Why do some dogs respond
and others do not? One study showed no difference in the mean blood or intestinal
tissue concentration of cyclosporine in human responders and non-responders
with Crohn's disease.6
What ancillary
treatments are appropriate (e.g., dietary modification and antibiotics)?
Should other medications
be given to inhibit cyclosporine metabolism and thereby decrease the cost of
treatment (e.g., ketoconazole)?
I currently recommend
cyclosporine administration for the treatment of perianal fistula; however,
medication costs and the surgical options and their potential complications
need to be discussed so that the guardian can come to an informed decision. In
addition, excision of persistent or recurrent fistulas may be required.
Summary
The cause of perianal
fistula and why many dogs respond to treatment with cyclosporine is poorly
understood. The cost of cyclosporine is prohibitive for some clients. However,
the cost and risk of multiple potential surgeries must be considered as well.

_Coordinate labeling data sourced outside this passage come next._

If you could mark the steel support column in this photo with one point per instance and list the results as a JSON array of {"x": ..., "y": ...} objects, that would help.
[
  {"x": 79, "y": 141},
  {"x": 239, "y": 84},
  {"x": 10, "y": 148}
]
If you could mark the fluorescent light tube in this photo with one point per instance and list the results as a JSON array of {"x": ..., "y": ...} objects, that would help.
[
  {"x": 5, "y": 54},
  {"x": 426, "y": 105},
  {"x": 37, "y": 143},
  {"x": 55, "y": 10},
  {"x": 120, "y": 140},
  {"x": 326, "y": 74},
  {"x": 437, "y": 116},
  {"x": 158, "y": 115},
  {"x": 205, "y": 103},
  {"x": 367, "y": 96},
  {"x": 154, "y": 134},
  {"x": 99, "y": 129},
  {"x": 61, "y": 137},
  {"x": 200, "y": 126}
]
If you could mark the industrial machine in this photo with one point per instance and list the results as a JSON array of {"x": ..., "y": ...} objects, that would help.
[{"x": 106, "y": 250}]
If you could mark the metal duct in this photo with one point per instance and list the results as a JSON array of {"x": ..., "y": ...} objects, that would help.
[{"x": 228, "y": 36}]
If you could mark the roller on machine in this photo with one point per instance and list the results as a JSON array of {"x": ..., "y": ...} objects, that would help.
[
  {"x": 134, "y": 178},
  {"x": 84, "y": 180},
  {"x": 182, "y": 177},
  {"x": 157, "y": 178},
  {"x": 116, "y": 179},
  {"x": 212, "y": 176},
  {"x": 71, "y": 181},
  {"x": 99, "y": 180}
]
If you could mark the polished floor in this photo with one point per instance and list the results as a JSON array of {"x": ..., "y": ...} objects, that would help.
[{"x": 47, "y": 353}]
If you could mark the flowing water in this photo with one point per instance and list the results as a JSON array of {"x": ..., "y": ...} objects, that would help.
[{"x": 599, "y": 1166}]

Cyclosporine has greatly simplified the treatment of perianal fistula in many
animal patient. Questions regarding recurrence rate and long-term therapy will
likely be answered within the next few years.
References
1. Harkin KR, Walshaw R,
Reimann KA, et al. Association of perianal fistula and colitis in the German
Shepherd Dog: response to high-dose prednisone and dietary therapy. J Am Anim
Hosp Assoc 1996;32:515.
2. Mathews Karol A,
Sukhiani HF. Randomized controlled trial of cyclosporine for treatment of
perianal fistulas in dogs. J Am Vet Med Assoc 1997;211:1249.
3. Present DH, Lichtiger
S. Efficacy of cyclosporine in treatment of fistula of Crohn's disease. Digest
Dis Sci 1994;39:374.
4. Wooldridge JD,
Gregory CR, Mathews KG, et al. Clinical evaluation of leflunomide alone,
leflunomide and cyclosporine, and cyclosporine at varying dosages in the treatment
of perianal fistulas in dogs. Submitted, J Am Vet Med Assoc, 1999.
5. Mathews KA, ibid.
6. Sandborn WJ, Tremaine
WJ, Lawson GM. Clinical response does not correlate with intestinal or blood
cyclosporine concentrations in patients with Crohn's disease treated with
high-dose oral cyclosporine. Am J Gastroent 1996;91:37.